Сафрон не успевал ни бояться, ни думать. Прежний Жека с его смешными мечтами и привязанностями остался внизу. По скале вместо него распласталась механическая послушная кукла. Это всегда работает. Кукла не сомневается, не устает. Но может сломаться. Сломаться не давала вера в Чайкина – что он там, он всё закрепил верно, он удержит.
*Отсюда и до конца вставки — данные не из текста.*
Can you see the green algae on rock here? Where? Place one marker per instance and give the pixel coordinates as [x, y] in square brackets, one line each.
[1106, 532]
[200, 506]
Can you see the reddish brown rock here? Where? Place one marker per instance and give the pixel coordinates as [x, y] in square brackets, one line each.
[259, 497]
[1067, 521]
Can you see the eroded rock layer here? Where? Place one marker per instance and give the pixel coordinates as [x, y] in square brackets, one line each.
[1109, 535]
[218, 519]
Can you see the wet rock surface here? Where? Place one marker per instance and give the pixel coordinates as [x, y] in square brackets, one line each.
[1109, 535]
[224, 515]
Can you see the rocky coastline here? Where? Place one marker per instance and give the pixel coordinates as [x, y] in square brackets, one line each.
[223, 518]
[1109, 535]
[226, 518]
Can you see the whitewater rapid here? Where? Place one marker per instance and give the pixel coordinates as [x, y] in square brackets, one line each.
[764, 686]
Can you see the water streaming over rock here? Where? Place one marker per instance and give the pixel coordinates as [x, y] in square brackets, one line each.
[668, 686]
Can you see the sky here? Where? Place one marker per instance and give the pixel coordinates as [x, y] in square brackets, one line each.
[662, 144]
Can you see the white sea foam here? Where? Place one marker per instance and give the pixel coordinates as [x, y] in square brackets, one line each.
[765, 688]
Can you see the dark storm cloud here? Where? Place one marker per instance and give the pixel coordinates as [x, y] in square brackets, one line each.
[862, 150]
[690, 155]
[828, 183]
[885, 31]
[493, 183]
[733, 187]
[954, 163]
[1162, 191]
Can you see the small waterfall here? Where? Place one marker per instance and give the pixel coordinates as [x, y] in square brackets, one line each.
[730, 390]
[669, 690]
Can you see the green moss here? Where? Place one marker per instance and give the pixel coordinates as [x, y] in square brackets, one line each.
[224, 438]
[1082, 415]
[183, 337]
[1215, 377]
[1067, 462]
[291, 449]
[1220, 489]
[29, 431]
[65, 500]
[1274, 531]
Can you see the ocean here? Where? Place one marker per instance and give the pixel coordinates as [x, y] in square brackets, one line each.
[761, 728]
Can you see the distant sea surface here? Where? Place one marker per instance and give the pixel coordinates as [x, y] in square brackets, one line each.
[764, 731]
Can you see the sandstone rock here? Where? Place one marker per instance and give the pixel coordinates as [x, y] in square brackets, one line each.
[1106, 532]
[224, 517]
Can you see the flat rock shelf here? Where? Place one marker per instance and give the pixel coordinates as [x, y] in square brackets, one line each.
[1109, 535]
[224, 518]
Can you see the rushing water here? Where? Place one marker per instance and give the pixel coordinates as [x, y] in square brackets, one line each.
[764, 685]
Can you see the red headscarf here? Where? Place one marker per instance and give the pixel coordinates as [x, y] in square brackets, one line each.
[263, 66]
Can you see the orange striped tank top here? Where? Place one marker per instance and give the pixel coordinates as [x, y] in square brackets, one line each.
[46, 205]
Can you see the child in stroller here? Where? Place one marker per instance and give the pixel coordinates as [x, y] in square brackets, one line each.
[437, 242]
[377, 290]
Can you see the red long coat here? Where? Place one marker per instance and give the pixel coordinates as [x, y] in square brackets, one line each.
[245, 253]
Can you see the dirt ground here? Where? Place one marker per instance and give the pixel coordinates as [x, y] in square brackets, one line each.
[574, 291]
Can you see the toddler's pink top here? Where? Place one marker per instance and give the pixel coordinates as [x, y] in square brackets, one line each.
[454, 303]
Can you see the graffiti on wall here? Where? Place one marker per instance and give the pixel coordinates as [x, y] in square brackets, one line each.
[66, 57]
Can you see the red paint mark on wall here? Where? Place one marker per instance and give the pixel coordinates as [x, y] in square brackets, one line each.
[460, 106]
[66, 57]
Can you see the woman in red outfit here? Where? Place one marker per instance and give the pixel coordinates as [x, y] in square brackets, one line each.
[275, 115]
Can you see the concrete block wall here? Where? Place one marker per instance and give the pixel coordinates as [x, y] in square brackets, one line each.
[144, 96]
Спасёт. Холод камня проникал под кожу, разрывал, царапал. Но не мог убить. Этот маленький жгучий трос соединял Кота одновременно со всеми, кто завис над туманной пропастью, с усилиями их рук и ног, с горячими головами, с мокрыми ресницами. Огромная сороконожка облепила скалу, обвилась, обхватила десятками лапок.  Жека был одной из этих лапок – надёжной, стальной и сильной.
- А теперь полетай! – Яшка оказался неожиданно рядом, толкнул в грудь – и Кот полетел вниз, расставив руки и ноги. Где-то между рёбер крутилась неуловимая, но жаркая радость. Страховка спружинила и опустила мягко. Рука инструктора похлопала по плечу, когда Сафрон негнущимися пальцами отцеплял запотевший карабин. Хотелось снова туда – наверх.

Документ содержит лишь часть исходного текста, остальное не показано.